The Pirates’ vaunted trading desk was busy at the trade deadline, as usual. The nature of the trading was very different from last year. The Pirates’ core will likely benefit, rather than suffer, from the deals.

They were not deals of core Pirates, but rather peripheral players. The Pirates exercised more discipline, and made better trades, instead of just engaging in a giveaway motivated by salary dump considerations. They did a much better job of making “stealth” trades that caught people by surprise instead of telegraphing their intentions.

Bobby Crosby, Ryan Church, DJ Carrasco, Octavio Dotel, and Javier Lopez were all signed in the offseason. As such, they were “rented” players to begin with.

The first three were traded to the Arizona Diamondbacks for catcher Chris Snyder (plus prospect Pedro Ciriaco). For once, the Pirates were trading quantity for quality (relatively speaking).

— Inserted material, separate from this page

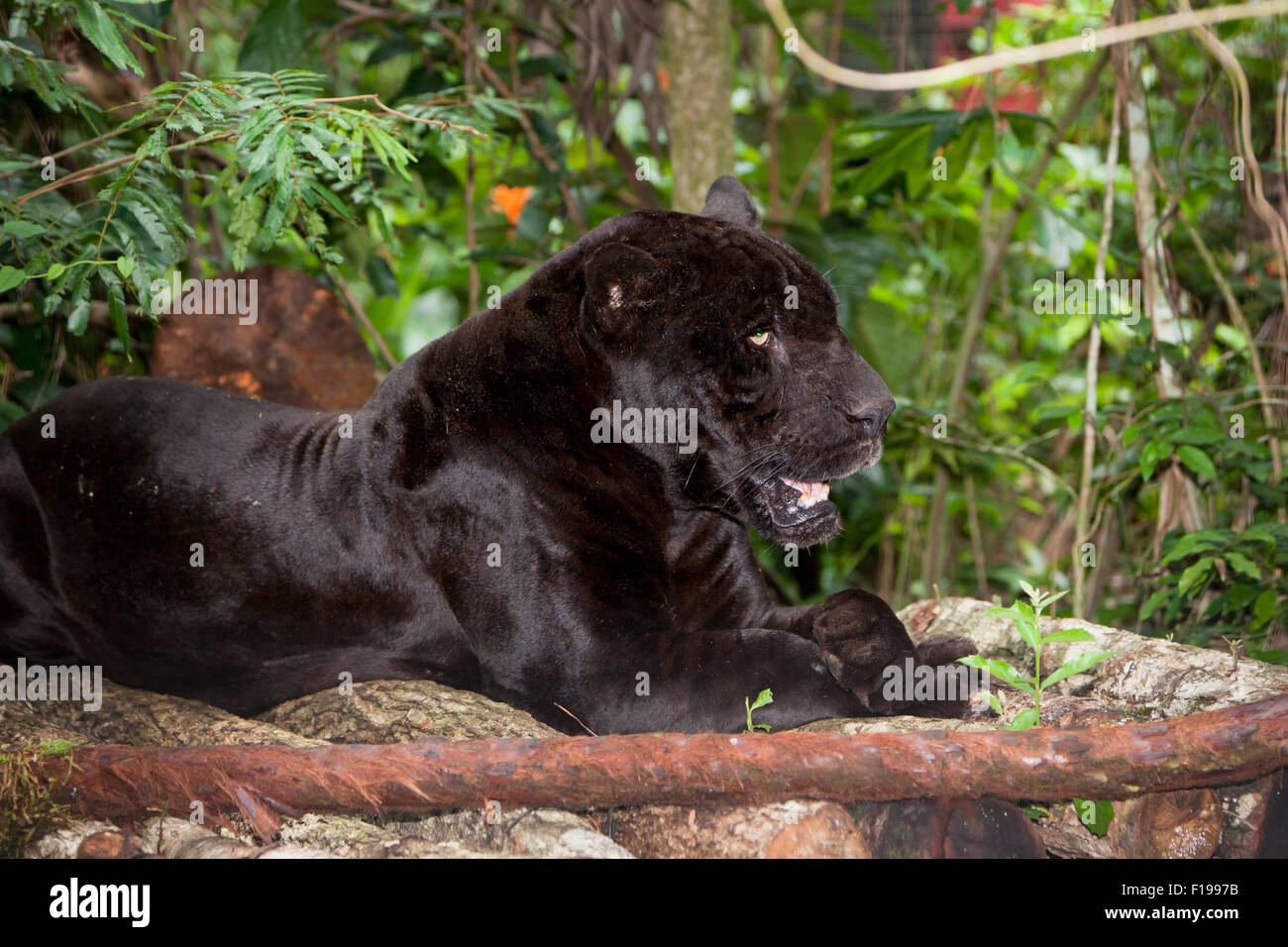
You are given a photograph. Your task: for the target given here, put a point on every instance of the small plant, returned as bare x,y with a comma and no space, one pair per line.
1025,617
765,698
26,805
1094,813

Snyder gives the team an alternative to Doumit. He represents a clear improvement defensively, if not offensively. Doumit can play elsewhere, meaning that the Pirates can have “one and a half” catchers, plus fractions of a position player between them.

The second trade, of Dotel for James McDonald and a fielding prospect (Andrew Lambo), is perhaps the most intriguing of all. An established closer was traded for a younger, probably longer-serving advanced prospect (one with some major league playing time) on relief.

He joins two other players, Dan McCutchen and Sean Gallagher, in a hybrid role, of relievers who are potential starters. McCutchen, Gallagher and McDonald came in three separate deals. If just ONE of them works out as a starter, one as a reliever, and one as a bust (and we don’t yet know which is which), the moves would have been good ones.

The trade of Javier Lopez for an inferior pitcher (Joe Martinez) plus a fielding prospect (John Bowker), resembles last year’s trade of starter Tom Gorzelanny for an inferior one (Kevin Hart) plus a fielding prospect (Josh Harrison). But this is much a better deal, or at least gamble, than the Gorzelanny trade. We’re giving up only two months of a reliever (rather than two years of a starter) to get a lottery ticket in the form of the fielding prospect.

All in all, the Pirates’ trading looks better than last year’s. Maybe they’ve learned something since then. Or maybe they just ran out of pieces to trade.